The film draws some comparisons to a contemporary television program, Room 222: A new, black teacher joins a southern California high school; an attractive, sympathetic black female member of staff shows romantic interest; a militant black student is frequently involved in situations; issues of racism and integration are featured. The film and television show even share actors (Ta-Tanisha, Helen Kleeb, Rob Reiner). However, while Room 222 is a comedy-drama, much milder in tone, Halls of Anger is purposefully aggressive, using deliberately controversial language and some forceful violence to highlight the very real and dangerous potential of unresolved racial conflict.

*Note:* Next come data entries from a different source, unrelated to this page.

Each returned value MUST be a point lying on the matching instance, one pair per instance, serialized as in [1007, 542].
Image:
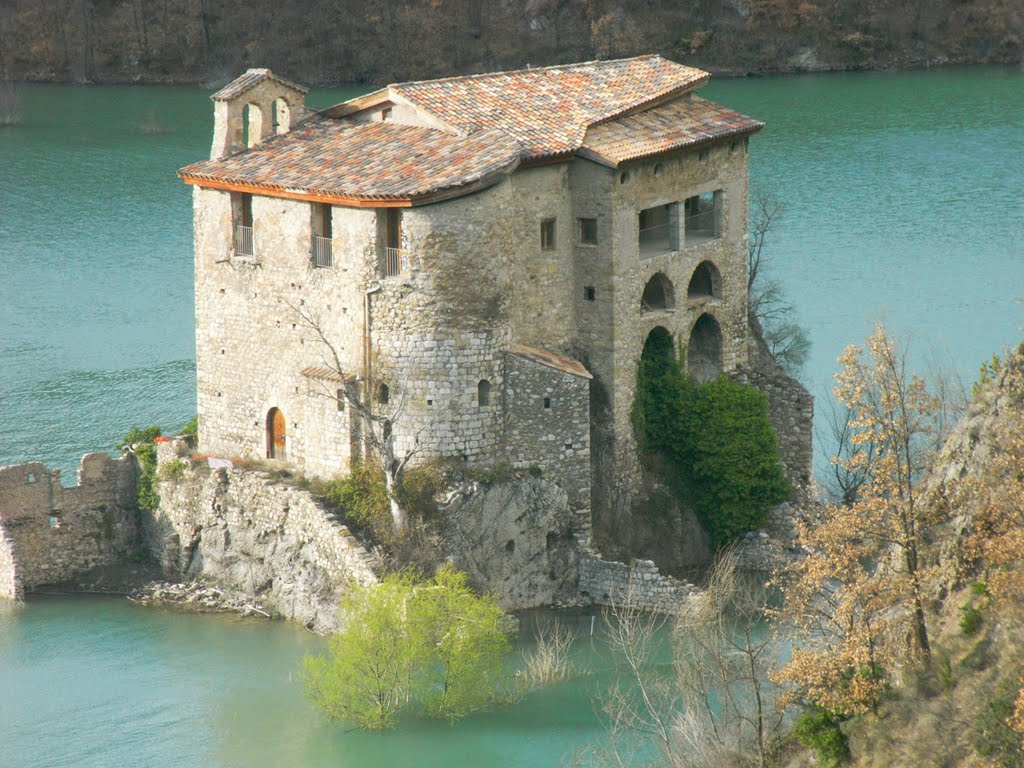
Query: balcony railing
[396, 261]
[655, 240]
[323, 251]
[702, 225]
[244, 242]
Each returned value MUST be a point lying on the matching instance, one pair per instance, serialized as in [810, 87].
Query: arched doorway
[657, 294]
[704, 353]
[274, 434]
[706, 283]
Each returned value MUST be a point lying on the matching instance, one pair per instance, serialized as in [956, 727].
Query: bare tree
[786, 339]
[719, 707]
[379, 419]
[844, 478]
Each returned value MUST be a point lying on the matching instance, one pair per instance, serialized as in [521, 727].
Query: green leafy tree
[434, 645]
[468, 641]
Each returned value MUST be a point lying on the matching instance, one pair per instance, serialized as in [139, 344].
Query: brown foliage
[857, 598]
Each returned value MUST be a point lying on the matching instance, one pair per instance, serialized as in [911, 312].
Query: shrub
[820, 730]
[412, 643]
[716, 438]
[361, 498]
[139, 440]
[971, 621]
[173, 470]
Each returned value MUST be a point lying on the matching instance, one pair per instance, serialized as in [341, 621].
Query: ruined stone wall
[49, 534]
[547, 425]
[791, 408]
[517, 540]
[240, 529]
[639, 585]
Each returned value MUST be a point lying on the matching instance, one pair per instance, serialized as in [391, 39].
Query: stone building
[480, 257]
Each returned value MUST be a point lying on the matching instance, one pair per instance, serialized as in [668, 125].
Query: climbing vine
[712, 442]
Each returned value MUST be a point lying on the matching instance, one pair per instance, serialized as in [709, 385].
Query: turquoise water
[902, 195]
[94, 683]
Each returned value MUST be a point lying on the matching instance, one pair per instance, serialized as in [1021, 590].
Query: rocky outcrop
[242, 530]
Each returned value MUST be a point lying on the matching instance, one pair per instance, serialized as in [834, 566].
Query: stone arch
[275, 434]
[706, 283]
[252, 125]
[657, 294]
[658, 346]
[282, 113]
[704, 352]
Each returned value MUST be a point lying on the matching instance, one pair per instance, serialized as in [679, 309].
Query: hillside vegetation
[343, 41]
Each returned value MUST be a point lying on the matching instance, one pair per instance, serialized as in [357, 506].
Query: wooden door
[275, 434]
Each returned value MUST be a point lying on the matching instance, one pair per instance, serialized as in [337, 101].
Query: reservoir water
[903, 203]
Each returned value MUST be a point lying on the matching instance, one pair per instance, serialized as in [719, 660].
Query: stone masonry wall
[244, 531]
[49, 534]
[547, 425]
[638, 585]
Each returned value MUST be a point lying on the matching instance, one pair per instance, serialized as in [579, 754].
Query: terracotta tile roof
[548, 110]
[681, 123]
[486, 124]
[551, 359]
[251, 77]
[377, 161]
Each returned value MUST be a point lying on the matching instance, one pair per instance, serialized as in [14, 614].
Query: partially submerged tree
[857, 599]
[435, 645]
[715, 705]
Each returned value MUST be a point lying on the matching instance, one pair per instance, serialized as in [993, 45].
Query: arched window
[657, 294]
[252, 125]
[706, 283]
[704, 353]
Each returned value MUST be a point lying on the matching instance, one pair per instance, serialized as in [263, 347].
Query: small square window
[588, 231]
[548, 235]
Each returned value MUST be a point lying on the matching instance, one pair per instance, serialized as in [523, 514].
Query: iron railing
[396, 261]
[702, 224]
[323, 251]
[244, 242]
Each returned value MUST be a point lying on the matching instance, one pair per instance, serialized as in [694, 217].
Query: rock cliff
[327, 41]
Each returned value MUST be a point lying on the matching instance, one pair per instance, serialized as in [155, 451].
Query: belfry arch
[705, 283]
[657, 294]
[704, 352]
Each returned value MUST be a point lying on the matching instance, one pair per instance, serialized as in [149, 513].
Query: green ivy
[140, 439]
[821, 731]
[715, 440]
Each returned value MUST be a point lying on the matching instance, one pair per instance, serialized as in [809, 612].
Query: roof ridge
[504, 73]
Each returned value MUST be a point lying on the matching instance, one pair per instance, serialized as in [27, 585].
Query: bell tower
[252, 108]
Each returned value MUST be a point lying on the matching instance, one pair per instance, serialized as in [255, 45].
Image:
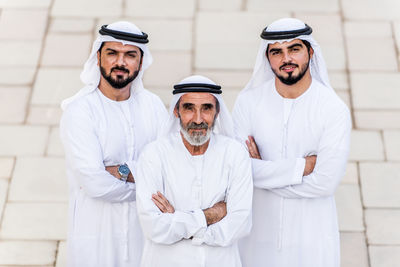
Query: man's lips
[119, 72]
[288, 68]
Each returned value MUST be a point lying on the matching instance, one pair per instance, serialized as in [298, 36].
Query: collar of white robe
[127, 36]
[266, 34]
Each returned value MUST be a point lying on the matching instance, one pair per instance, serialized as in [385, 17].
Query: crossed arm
[213, 214]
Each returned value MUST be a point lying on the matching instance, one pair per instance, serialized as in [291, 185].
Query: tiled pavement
[44, 43]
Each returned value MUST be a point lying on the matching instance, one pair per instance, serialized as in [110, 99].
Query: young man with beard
[297, 131]
[194, 184]
[104, 127]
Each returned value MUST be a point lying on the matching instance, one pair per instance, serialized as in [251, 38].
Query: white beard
[197, 139]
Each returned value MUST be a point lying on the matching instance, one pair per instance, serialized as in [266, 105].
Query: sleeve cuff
[198, 237]
[132, 167]
[298, 171]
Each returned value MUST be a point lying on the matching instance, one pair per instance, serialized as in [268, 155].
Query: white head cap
[90, 75]
[197, 83]
[286, 30]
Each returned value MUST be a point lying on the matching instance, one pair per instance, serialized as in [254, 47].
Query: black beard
[290, 80]
[118, 83]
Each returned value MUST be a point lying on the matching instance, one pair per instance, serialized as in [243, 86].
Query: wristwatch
[124, 171]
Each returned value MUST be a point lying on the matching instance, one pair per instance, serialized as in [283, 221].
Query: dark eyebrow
[274, 50]
[208, 105]
[295, 45]
[187, 105]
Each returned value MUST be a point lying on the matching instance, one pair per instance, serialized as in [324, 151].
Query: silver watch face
[124, 170]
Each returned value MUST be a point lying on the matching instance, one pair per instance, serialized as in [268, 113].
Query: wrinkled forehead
[198, 98]
[119, 46]
[284, 44]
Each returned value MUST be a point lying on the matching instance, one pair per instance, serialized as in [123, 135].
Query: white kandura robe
[294, 217]
[96, 132]
[191, 184]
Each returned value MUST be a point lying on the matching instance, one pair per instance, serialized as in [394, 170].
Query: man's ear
[311, 52]
[98, 58]
[176, 112]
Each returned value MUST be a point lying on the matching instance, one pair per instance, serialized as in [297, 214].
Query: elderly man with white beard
[194, 184]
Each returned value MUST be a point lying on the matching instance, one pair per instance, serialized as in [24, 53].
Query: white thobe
[96, 132]
[294, 217]
[191, 184]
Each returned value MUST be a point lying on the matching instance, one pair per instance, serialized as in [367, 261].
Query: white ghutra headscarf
[286, 30]
[197, 83]
[90, 75]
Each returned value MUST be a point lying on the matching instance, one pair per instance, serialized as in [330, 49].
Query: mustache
[120, 69]
[288, 64]
[196, 126]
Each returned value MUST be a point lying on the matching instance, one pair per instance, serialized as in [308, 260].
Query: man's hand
[252, 147]
[113, 170]
[310, 164]
[162, 203]
[215, 213]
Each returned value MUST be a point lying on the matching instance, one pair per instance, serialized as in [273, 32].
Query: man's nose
[197, 117]
[121, 60]
[286, 57]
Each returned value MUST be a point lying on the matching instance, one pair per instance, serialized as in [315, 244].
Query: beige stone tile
[19, 53]
[345, 96]
[396, 28]
[371, 10]
[17, 75]
[380, 183]
[363, 54]
[32, 221]
[373, 90]
[24, 4]
[70, 50]
[6, 167]
[392, 145]
[227, 79]
[339, 80]
[382, 225]
[165, 93]
[23, 24]
[349, 208]
[55, 84]
[87, 8]
[27, 252]
[168, 68]
[237, 48]
[366, 145]
[39, 179]
[293, 5]
[62, 255]
[351, 175]
[368, 29]
[23, 140]
[55, 146]
[230, 95]
[164, 9]
[353, 250]
[44, 115]
[3, 196]
[222, 5]
[163, 40]
[328, 33]
[384, 256]
[71, 25]
[377, 119]
[13, 102]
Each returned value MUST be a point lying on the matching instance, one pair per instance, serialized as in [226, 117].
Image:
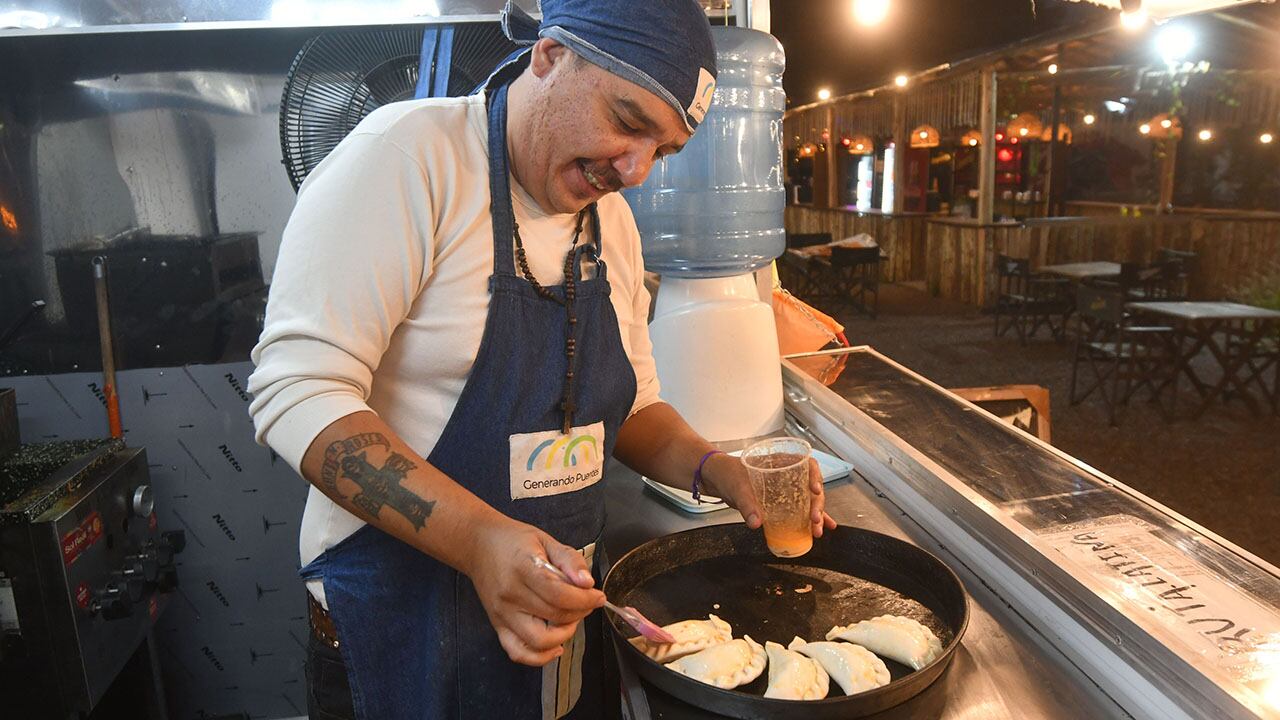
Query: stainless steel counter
[1002, 670]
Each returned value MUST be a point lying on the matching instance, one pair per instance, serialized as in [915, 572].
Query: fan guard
[339, 77]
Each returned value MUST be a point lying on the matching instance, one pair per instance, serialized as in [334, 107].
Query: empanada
[854, 668]
[894, 637]
[726, 665]
[690, 637]
[792, 675]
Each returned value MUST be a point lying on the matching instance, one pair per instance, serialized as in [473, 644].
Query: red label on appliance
[82, 596]
[82, 537]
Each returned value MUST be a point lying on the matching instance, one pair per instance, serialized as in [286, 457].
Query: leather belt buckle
[321, 623]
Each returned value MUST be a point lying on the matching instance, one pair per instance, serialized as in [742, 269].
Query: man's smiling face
[588, 132]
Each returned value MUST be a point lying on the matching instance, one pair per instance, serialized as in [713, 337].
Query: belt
[321, 623]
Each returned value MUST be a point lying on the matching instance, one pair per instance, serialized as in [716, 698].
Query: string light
[1174, 42]
[871, 12]
[1134, 21]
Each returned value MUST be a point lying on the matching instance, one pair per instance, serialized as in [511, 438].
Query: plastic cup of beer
[778, 469]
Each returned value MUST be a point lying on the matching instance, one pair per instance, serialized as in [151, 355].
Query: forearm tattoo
[379, 487]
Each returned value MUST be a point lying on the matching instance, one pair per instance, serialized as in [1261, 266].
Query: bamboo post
[1168, 167]
[986, 183]
[901, 141]
[987, 150]
[1051, 165]
[832, 164]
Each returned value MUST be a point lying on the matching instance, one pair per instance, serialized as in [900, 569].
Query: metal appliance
[83, 574]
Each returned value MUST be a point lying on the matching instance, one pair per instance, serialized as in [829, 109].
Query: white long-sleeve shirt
[380, 291]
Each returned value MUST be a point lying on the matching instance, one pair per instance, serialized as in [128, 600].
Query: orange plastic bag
[803, 328]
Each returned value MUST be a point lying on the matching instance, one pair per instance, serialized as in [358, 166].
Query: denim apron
[412, 633]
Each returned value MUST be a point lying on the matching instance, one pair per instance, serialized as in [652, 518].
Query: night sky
[827, 49]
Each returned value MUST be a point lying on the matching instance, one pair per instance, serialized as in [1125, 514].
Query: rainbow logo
[570, 449]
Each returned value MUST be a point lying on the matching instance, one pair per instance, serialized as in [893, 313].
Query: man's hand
[533, 610]
[726, 477]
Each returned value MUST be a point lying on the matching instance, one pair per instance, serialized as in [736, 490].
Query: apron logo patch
[553, 463]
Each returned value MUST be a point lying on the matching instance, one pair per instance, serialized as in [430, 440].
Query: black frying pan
[850, 575]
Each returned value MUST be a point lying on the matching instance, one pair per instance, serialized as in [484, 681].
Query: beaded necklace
[567, 404]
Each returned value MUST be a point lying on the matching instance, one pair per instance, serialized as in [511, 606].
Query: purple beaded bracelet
[698, 474]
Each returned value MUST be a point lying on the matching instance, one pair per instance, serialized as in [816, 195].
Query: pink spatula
[643, 625]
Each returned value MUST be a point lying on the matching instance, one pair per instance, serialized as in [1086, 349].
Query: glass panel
[1214, 606]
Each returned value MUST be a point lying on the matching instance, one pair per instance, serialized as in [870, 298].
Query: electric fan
[341, 77]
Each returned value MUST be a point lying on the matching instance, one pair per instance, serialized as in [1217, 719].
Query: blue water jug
[714, 209]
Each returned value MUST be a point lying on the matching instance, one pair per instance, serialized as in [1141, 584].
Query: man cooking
[456, 341]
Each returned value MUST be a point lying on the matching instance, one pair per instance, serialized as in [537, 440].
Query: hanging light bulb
[1134, 21]
[871, 12]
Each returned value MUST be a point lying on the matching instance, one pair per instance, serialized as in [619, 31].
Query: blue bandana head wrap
[664, 46]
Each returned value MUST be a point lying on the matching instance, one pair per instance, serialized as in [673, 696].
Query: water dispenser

The film production's behind-the-scenes tension was the subject of an article written by Budd Schulberg in the 21 August 1970 issue of LIFE.

==Reception==

===Critical response===
Roger Greenspun, the film critic for The New York Times, gave the film a mixed review, and wrote, "The picture initially portends sensationalism, with the racial scales reversed and the well-behaved white youngsters harassed and tormented by the black students. What steadies the whole thing is the excellent performance of Calvin Lockhart, as a sane, realistic Negro teacher who more or less holds together the teeming school and the picture itself...But the picture's urgent plea for racial sanity in the classroom is almost methodically blunted by the use of standard-seeming types. The few faculty whites are oafs or hard-heads. There is the pretty Negro teacher, nicely played by Janet MacLachlan, who supports and comforts Lockhart. As the fieriest black student and the spunkiest white newcomer, James A. Watson Jr. and Jeff Bridges do well in characterizations that rate more exploration."

Film critic Monica Sullivan praised the acting of Jeff Bridges, if not the film, "The young Bridges stands out in the cast, because his focus on his role is like a laser beam. He pours 100% of his energy into making his character believable and it is. The making of Halls Of Anger might be a more riveting experience than the film itself."